Certo, Gabs, sem spoiler.
O que se segue é uma trama bem amarrada que entremeia passado-presente-futuro-ficção-realidade com um ritmo frenético que faz parecer que ficar na frente de uma tela por mais de cento e vinte minutos não é tão cansativo assim. A vida de David muda de forma irreversível, como a deformação física de uma mola. O então galã é transformado em fera, esfregando em nossa cara todos os nossos preconceitos maniqueístas: Agora podemos ver ue internamente David não é tão bonito assim, algo que era ocultada por um belo rosto (e corpo!!) e um carisma sem limites. David também se enxerga assim e ali sua vulnerabilidade se mostra, de repente ele não tem mais tantas qualidades quanto pensava, de repente ele não é tão racional assim.

à priori, David escolhe a fuga. Ele foge porque a realidade é forte, é imponente, um muro de concreto contra nossos narizes de carne. A realidade dói porque é inflexível. David não aceita o fato, sucumbe aos próprios sonhos, tão atraentes, mas esse labirinto quimérico também tem suas mazelas e de repente ele também não é tão flexível quanto achávamos.

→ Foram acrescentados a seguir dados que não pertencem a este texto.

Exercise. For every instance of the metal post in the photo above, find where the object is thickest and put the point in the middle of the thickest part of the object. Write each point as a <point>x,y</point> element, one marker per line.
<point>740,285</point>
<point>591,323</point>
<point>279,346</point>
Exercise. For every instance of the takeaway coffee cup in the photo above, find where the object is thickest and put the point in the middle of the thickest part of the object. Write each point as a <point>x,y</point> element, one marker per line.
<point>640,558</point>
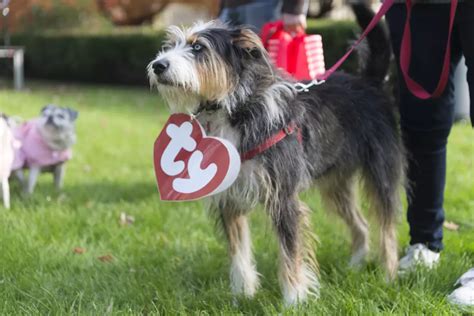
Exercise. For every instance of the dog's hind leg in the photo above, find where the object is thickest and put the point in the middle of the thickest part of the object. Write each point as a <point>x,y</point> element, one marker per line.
<point>383,178</point>
<point>338,194</point>
<point>32,178</point>
<point>383,199</point>
<point>243,274</point>
<point>6,192</point>
<point>58,175</point>
<point>298,266</point>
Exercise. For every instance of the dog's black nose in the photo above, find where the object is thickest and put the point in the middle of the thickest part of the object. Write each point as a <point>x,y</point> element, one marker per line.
<point>160,66</point>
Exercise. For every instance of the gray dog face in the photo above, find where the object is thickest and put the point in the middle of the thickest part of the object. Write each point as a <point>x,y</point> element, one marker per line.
<point>58,117</point>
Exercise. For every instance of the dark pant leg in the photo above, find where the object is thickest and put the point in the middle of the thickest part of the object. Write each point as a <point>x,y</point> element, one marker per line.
<point>425,123</point>
<point>465,24</point>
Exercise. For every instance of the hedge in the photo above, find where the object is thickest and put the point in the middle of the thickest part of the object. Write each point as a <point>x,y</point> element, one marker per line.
<point>121,58</point>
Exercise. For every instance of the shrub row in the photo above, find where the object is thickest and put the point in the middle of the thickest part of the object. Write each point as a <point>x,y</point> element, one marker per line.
<point>122,58</point>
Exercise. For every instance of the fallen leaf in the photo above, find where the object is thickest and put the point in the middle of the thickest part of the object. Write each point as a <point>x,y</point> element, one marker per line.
<point>79,250</point>
<point>451,226</point>
<point>106,258</point>
<point>126,219</point>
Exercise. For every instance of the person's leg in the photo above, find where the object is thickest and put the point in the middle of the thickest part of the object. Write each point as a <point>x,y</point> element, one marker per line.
<point>260,12</point>
<point>425,123</point>
<point>254,14</point>
<point>466,29</point>
<point>233,16</point>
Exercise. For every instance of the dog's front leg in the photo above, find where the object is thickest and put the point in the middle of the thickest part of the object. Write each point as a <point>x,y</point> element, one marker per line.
<point>58,174</point>
<point>243,274</point>
<point>32,178</point>
<point>6,192</point>
<point>20,177</point>
<point>298,266</point>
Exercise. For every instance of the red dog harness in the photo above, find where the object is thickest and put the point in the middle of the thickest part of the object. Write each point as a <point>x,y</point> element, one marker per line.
<point>269,142</point>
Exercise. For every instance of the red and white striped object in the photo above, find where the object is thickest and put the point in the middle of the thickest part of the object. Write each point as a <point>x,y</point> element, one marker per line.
<point>301,56</point>
<point>309,57</point>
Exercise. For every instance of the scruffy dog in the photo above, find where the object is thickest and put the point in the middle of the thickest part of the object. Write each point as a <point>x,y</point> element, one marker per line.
<point>347,129</point>
<point>46,144</point>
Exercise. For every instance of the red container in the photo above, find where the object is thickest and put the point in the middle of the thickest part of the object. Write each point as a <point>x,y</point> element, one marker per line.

David volta atrás de sua decisão imediatista, renuncia o sonho - muito embora seja apenas no sonho que possa ter uma vida que deseja, é ali também uma prisão: onde tudo se tem, mas quão livre se pode ser em uma ilusão? David renuncia, volta atrás e escolhe a realidade, a dura e fria realidade, onde o doce não é tão doce se não se conhece o amargo. David conheceu o amargo também em si mesmo, percebeu que não era tão bom assim. David abre uma nova porta para si, talvez o início de um novo eu. A volta ao mundo natural é iniciada:  É necessário, é preciso abrir os olhos.